Приходится признать: если верить фактам (а как фактам не верить?), то, не будь парапсихолога Дадашева, не быть бы и Каспарову чемпионом мира.

Дадашев появился на нашем первом матче, когда я выиграл в четвертый раз и повел 4:0, и его не было в Севилье, где я не проиграл, а мог бы и выиграть матч. Что было посредине – известно. Он появлялся в ключевые моменты, когда Каспарову было особенно плохо, и подставлял палец под каспаровскую чашу весов. Так он утверждает. У Фемиды глаза закрыты повязкой – чего с нее возьмешь, с простодушной женщины?

В первом матче Каспаров еще не представлял той силы, которую ему приписывала фантастическая реклама. У него не было ни той стойкости, ни глубины, которые он показал, скажем, в севильском матче. Разумеется, он очень талантливый и очень сильный шахматист, но в его шахматном образовании были совершенно явные пробелы, которые мне удавалось вскрыть в начале матча.

Говорят, что моей ошибкой была цель, которую я в какой-то период безусловно имел: выиграть с сухим счетом 6:0. Может быть… Но если бы после победы в двадцать седьмой партии, когда счет стал 5:0, мне бы удалось победить в тридцать первой, – а шансы на выигрыш были огромные, и только чудо спасло Каспарова от поражения, – конечно же, все бы заявили, что это гениальный матч, что это фантастический расчет; а как дальновидно было сделать ряд ничьих!..

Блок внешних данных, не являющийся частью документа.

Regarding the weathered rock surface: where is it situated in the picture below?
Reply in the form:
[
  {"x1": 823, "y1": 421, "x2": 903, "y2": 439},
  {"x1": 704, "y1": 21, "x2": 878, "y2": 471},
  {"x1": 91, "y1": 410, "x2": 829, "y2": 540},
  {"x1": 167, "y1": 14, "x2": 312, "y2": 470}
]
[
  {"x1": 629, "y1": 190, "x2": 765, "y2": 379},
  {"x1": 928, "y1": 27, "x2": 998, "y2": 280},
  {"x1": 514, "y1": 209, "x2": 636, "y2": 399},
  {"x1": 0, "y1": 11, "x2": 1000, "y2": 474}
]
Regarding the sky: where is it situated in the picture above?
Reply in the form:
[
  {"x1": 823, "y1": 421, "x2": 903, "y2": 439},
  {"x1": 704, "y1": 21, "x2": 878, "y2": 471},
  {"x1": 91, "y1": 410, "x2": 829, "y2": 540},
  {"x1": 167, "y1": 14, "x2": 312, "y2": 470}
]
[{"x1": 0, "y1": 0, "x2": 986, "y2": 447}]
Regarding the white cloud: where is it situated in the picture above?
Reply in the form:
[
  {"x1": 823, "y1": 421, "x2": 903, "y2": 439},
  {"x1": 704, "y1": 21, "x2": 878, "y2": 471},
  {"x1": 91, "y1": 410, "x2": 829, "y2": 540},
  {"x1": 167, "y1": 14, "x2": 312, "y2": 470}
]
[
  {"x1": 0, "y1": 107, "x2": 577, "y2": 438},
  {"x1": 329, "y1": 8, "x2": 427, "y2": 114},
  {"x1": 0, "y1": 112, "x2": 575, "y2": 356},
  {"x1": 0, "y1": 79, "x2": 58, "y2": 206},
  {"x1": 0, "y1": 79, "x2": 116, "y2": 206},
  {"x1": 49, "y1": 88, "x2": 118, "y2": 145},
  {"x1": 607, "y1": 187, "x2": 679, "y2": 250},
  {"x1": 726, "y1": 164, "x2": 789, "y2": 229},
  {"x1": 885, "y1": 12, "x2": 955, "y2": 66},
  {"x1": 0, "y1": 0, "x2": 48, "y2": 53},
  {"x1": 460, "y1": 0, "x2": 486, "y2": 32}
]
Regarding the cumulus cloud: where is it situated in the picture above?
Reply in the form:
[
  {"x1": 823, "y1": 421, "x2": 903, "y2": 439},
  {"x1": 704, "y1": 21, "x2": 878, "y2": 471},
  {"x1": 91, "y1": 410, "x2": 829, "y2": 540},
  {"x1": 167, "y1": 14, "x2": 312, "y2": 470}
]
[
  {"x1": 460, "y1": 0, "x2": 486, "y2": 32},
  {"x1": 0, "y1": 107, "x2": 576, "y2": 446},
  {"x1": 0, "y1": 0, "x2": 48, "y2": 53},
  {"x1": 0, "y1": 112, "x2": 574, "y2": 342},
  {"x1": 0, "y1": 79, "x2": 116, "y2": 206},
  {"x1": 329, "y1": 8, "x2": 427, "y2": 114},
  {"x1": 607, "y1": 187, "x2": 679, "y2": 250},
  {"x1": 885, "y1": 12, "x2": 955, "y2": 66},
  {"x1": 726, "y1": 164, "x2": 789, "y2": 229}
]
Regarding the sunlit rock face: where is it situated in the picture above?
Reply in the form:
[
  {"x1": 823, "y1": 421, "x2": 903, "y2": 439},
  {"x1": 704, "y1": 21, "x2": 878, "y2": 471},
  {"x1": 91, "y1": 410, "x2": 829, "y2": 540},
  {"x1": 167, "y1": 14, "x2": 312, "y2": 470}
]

В шахматах, как и вообще в жизни, большинство оценок выставляются задним числом, причем они непосредственно привязаны к результату. Успех – и ты герой, и все, что ты делал, прекрасно. Неуспех – и даже в лучшем, что тебе удалось, с удовольствием находят изъяны, без зазрения совести занижают баллы. Не «как», а «что» – вот что определяет цвет светофильтров в очках критики. Будет «что» – они найдут «как» даже там, где его и в помине не было. Об объективности можно только мечтать.

Мне не удалось прийти к поставленной цели – и все решили, что, мол, тактика себя не оправдала. Хотя я и сейчас убежден, что играл правильно. Снова повторяю: выиграй я тридцать первую партию, – и я кругом прав; в сорок первой я опять форсировано мог выиграть в несколько ходов – и опять были бы сняты все упреки. Но в какие-то моменты меня словно подменяли. Фантастическое невезение, необъяснимая внезапная слепота – и все шло прахом.

Короткие ничьи меня не смущали. Они возникали главным образом при моем черном цвете. А белыми я постоянно ставил перед Каспаровым проблемы.

Естественно – от усталости никуда не денешься – накал постепенно спадал. И если бы в это время я пошел на острую игру (тут Каспаров прав в своих оценках), я мог бы проиграть партию, даже две – но безусловно выиграл бы шестую, и с нею – матч. Во время матча я это и сам понимал, но почему-то (затрудняюсь объяснить почему) за доской во второй половине матча гнал любые мысли о такой игре. Проще всего эту упрямую пассивность мышления свалить на Дадашева.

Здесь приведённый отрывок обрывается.